From here it’s pretty simple, just plot each line individually using the number as points
fig, ax = plt.subplots(figsize=(5,3))
plt.plot(pd_results['values'][0],pd_results['average'][0], label='target0')
plt.plot(pd_results['values'][0],pd_results['average'][1], label='target1')
plt.plot(pd_results['values'][0],pd_results['average'][2], label='target2')
plt.plot(pd_results['values'][0],pd_results['average'][3], label='target3')
plt.plot(pd_results['values'][0],pd_results['average'][4], label='target4')
plt.plot(pd_results['values'][0],pd_results['average'][5], label='target5')
plt.plot(pd_results['values'][0],pd_results['average'][6], label='target6')
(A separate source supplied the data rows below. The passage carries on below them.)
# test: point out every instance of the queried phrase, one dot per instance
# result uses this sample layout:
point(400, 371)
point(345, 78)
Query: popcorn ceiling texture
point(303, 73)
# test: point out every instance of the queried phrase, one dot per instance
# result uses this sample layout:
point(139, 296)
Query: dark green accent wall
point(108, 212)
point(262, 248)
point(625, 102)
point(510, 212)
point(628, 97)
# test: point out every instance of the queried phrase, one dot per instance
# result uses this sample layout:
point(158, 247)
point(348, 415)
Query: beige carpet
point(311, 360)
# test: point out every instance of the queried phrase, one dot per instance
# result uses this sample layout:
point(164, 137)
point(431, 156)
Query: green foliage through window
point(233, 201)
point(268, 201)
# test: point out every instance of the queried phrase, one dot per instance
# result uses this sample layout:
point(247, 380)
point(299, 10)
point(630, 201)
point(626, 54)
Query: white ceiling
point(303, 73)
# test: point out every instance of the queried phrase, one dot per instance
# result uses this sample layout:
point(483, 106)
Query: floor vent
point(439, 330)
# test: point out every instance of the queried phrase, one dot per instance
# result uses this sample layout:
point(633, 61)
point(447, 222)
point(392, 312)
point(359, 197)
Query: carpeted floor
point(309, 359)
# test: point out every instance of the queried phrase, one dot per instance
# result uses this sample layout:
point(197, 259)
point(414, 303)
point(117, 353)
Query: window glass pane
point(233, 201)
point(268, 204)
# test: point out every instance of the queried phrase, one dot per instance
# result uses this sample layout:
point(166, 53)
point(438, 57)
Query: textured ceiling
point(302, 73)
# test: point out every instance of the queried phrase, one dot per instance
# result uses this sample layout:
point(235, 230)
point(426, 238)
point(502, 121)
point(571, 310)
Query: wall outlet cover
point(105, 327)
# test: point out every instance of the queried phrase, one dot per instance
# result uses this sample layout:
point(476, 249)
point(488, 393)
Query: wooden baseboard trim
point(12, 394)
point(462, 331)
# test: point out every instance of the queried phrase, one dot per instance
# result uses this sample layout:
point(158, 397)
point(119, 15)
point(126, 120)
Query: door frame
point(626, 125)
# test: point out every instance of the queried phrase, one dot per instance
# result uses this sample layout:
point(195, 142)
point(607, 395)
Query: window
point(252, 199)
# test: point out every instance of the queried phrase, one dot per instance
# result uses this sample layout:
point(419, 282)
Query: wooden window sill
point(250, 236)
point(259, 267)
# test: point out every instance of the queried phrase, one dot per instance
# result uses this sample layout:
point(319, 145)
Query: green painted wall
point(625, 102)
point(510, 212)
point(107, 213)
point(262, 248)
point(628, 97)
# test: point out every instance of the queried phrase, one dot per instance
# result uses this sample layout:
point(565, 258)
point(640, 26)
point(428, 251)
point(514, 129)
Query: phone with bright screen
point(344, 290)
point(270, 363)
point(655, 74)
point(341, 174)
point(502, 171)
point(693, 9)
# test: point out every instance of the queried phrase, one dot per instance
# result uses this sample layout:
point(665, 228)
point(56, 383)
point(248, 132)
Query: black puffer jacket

plt.plot(pd_results['values'][0],pd_results['average'][7], label='target7')
plt.plot(pd_results['values'][0],pd_results['average'][8], label='target8')
plt.plot(pd_results['values'][0],pd_results['average'][9], label='target9')
ax.set_yscale('log')
plt.title('age')
plt.show()
If you want to do a stackplot it’s actually easier because it doesn’t require to plot each line separately, like so:
pd_results=partial_dependence(xgb_clf, X_test, features=['age'], kind="average", grid_resolution=30)
plt.stackplot(pd_results['values'][0], pd_results['average'], labels=reasons)
plt.title('Age - stackplot')
I wanted to show the output but I can’t post images in answers yet.